Considering the output value of the target function as the learner’s reward (penalty), the goal is to learn the unknown underlying function f while optimizing the cumulative reward. This is usually known as an online learning or multi-arm bandit problem [1]. In this paper, given the knowledge of deterministic decomposition function g (Definition 1 or Definition 2), in each round t, the learner chooses an input \(\varvec{x}_t \in \mathcal {X}\) and observes the value of each unknown decomposed function \(f_j\) perturbed by a noise: \(y_{j,t} = f_j(\varvec{x}_t) + \epsilon _{j,t}, \epsilon _{j,t} \sim N(0, \sigma _j^2)~\forall j \in [J]\). At the same time, the learner receives the composed reward from this input \(\varvec{x}_t\), which is \(y_t = g(y_{1,t}, y_{2,t}, ..., y_{J,t}) = f(\varvec{x}_t) + \epsilon _t\) where \(\epsilon _t\) is an aggregated noise.

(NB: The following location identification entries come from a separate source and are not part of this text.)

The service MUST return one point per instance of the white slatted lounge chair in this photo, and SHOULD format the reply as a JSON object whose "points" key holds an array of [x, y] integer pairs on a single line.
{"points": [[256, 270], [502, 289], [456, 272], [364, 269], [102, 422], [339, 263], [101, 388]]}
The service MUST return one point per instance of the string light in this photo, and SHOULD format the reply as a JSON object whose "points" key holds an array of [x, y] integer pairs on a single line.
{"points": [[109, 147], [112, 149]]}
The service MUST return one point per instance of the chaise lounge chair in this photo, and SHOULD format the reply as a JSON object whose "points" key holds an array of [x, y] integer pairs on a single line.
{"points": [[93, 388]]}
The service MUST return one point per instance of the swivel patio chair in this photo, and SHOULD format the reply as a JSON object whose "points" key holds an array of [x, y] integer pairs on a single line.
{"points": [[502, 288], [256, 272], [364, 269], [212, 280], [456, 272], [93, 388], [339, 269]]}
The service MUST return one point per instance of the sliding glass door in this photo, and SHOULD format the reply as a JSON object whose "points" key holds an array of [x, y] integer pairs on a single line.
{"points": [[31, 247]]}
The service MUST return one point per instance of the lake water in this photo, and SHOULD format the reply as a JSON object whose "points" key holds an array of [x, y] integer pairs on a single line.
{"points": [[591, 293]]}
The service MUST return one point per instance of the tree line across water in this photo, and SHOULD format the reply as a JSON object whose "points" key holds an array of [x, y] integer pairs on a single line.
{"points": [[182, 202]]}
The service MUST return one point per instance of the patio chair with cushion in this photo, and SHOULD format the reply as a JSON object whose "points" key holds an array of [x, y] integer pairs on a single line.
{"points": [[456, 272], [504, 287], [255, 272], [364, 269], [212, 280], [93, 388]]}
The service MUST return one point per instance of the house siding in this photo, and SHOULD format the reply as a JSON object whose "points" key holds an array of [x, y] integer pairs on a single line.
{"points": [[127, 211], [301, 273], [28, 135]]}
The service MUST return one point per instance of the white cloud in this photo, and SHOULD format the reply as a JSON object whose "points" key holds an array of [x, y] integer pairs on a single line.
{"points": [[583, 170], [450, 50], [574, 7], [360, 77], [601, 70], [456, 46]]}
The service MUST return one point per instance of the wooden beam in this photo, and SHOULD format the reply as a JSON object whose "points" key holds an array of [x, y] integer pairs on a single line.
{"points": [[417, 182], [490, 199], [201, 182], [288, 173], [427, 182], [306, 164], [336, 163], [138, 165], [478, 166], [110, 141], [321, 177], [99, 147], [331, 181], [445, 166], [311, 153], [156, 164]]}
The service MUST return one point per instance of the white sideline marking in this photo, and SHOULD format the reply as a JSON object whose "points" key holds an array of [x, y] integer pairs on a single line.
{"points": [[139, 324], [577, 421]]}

The goal is to maximize the sum of noise-free rewards \(\sum \nolimits _{t=1}^T f(\varvec{x}_t)\), which is equivalent to minimizing the cumulative regret \(R_T = \sum \nolimits _{t=1}^T r_t = \sum \nolimits _{t=1}^T f(\varvec{x}^*) - f(\varvec{x}_t)\), where \(\varvec{x}^* = \arg \max _{\varvec{x} \in \mathcal {X}} f(\varvec{x})\) and individual regret \(r_t = f(\varvec{x}^*) - f(\varvec{x}_t)\).

This decomposed feedback is related to the semi-bandit setting, where a decision is chosen from a combinatorial set and feedback is received about individual elements of the decision [10]. Our work is similar in that we consider an intermediate feedback model which gives the decision maker access to decomposed feedback about the underlying function. However, in our setting a single point is chosen from a continuous set, rather than multiple items from a discrete one. Additional feedback is received about components of the objective function, not the items chosen. Hence, the technical challenges are quite different.

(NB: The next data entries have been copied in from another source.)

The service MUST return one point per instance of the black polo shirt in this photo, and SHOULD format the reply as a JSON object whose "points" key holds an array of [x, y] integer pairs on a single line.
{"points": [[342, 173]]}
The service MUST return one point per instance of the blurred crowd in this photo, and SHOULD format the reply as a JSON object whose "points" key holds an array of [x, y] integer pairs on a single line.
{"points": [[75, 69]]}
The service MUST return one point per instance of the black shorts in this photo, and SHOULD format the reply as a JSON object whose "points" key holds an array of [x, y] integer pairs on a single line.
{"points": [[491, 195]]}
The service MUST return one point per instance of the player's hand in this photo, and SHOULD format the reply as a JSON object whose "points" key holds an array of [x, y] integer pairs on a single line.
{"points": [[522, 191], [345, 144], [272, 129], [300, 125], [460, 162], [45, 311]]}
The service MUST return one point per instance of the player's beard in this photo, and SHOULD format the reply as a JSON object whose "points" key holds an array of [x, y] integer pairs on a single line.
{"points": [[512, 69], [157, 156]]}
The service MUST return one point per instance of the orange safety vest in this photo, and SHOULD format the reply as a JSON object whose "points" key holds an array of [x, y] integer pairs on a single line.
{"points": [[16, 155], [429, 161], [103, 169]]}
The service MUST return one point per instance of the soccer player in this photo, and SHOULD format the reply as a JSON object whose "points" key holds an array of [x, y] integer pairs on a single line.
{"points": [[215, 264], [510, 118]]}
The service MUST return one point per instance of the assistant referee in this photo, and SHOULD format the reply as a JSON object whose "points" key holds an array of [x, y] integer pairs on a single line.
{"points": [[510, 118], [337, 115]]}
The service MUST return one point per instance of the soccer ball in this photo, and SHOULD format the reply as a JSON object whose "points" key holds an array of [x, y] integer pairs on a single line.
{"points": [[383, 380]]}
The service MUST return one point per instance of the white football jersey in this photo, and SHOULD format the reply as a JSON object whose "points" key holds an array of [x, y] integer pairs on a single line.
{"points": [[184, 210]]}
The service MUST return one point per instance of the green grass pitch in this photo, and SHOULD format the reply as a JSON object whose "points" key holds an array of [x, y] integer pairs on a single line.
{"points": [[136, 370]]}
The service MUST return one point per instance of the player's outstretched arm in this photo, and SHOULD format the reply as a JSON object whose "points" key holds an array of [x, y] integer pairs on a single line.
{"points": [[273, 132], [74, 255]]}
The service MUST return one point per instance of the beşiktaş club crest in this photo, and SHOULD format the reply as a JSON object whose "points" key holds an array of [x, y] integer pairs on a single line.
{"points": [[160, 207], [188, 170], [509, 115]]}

3 Problem Statement and Background

Using the flu prevention as an example, a policymaker will implement a yearly disease control policy and observe the number of subsequent infections. A policy is an input \(\varvec{x}_t \in \mathbb {R}^n\), where each entry \(x_{t,i}\) denotes the extent to vaccinate the infected people in age group i. For example, if the government spends more effort \(x_{t,i}\) in group i, then the people in this group will be more likely to get a flu shot.

Given the decomposition assumption and samples (previous policies) at points \(\varvec{x}_t ~\forall t \in [T]\), including all the function values \(f(\varvec{x}_t)\) (total infected population) and decomposed function values \(f_j(\varvec{x}_t)\) (infected population in group j), the learner attempts to learn the function f while simultaneously minimizing regret. Therefore, we have two main challenges: (i) how best to approximate the reward function using the decomposed feedback and decomposition (non-parametric approximation), and (ii) how to use this estimation to most effectively reduce the average regret (bandit problem).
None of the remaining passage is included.